As especulações e previsões acerca da recuperação econômica prevista para 2021 e 2022 deverão ser marcadas pela baixa renda, acompanhada da tendência de mercado que marcou a última década, o trabalho informal. Segundo economistas, este fator pode representar uma trava à aceleração do nosso crescimento e obstar o resgate de milhões de pessoas da miserabilidade crescente na pandemia.
Na década que se passou, o desempenho do Brasil foi o pior registrado em 120 anos, quando o aumento de pessoas com menor grau de qualificação foi acompanhado de ingressos nas vias informais de trabalho, campo onde a economia menos cresce, o que compromete a evolução média.
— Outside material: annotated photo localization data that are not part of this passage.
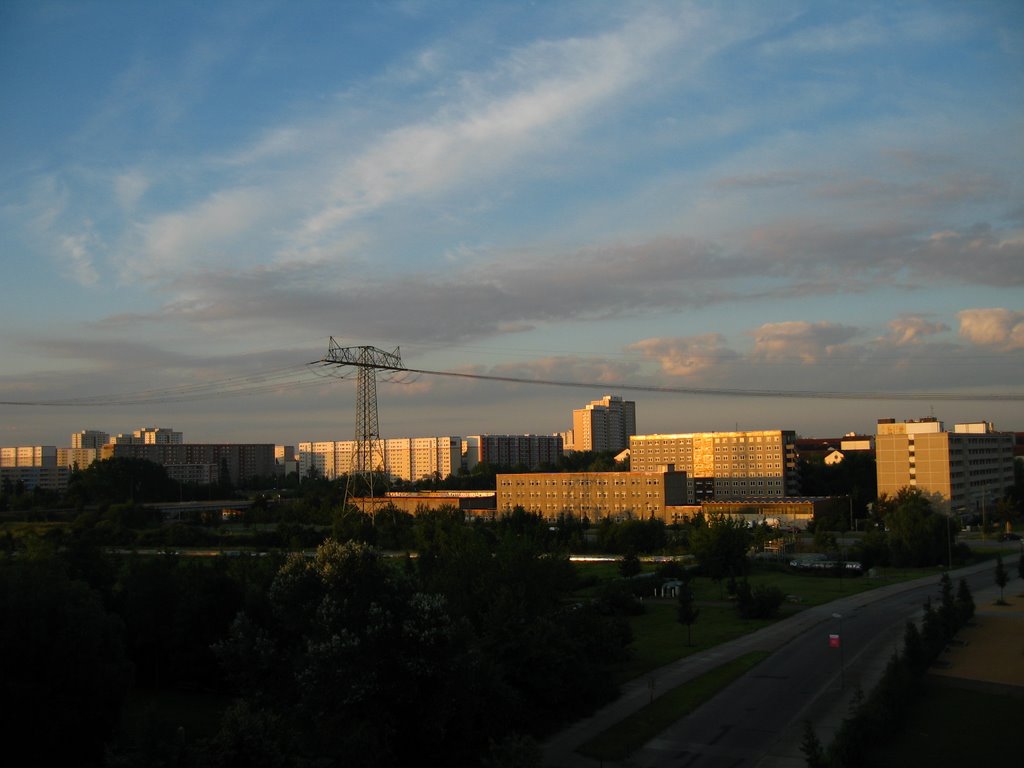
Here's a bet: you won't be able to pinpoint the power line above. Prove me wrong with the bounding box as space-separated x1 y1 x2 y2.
2 352 1021 407
312 360 1024 402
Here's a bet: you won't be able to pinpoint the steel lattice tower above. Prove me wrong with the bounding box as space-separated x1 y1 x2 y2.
320 338 403 509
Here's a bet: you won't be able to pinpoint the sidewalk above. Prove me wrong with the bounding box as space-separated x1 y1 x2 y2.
542 560 1001 768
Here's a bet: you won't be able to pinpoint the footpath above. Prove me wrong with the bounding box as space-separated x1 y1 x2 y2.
541 560 1013 768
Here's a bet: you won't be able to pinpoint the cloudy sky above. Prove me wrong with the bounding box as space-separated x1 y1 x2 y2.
2 0 1022 447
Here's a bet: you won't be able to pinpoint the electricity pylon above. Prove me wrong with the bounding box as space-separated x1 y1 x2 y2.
319 338 403 510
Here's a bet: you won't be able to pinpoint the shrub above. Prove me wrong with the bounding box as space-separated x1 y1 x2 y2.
734 579 784 619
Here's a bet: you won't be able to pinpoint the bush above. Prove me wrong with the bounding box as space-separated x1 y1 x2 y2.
594 580 645 616
734 579 784 619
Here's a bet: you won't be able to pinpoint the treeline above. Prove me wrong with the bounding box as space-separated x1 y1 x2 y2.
0 451 628 515
1 511 636 767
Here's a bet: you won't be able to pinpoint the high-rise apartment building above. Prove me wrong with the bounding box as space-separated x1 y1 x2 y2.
112 427 183 445
567 395 636 453
629 430 799 500
467 434 563 470
875 418 1015 515
299 437 463 482
0 445 69 490
71 429 110 449
102 442 276 486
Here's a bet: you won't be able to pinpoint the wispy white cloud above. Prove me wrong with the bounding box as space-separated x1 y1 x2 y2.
296 14 682 243
59 225 100 286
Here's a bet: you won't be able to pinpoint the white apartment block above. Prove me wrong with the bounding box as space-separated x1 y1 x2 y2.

Em decorrência da pandemia, o setor de serviços, que é responsável por cerca de 70% do nosso Produto Interno Bruto – PIB, entrou em grave crise que vem se tentando recuperar. Dentre os principais segmentos, como trabalhadores domésticos e empregados sem registro em carteira, a renda foi comprometida em cerca de 20%. Entre as pessoas que não chegaram a completar o ensino médio, tendo, portanto, menor grau de qualificação, o comprometimento de renda foi de 17%, segundo pesquisa do Instituto Brasileiro de Economia da Fundação Getúlio Vargas – Ibre-FGV.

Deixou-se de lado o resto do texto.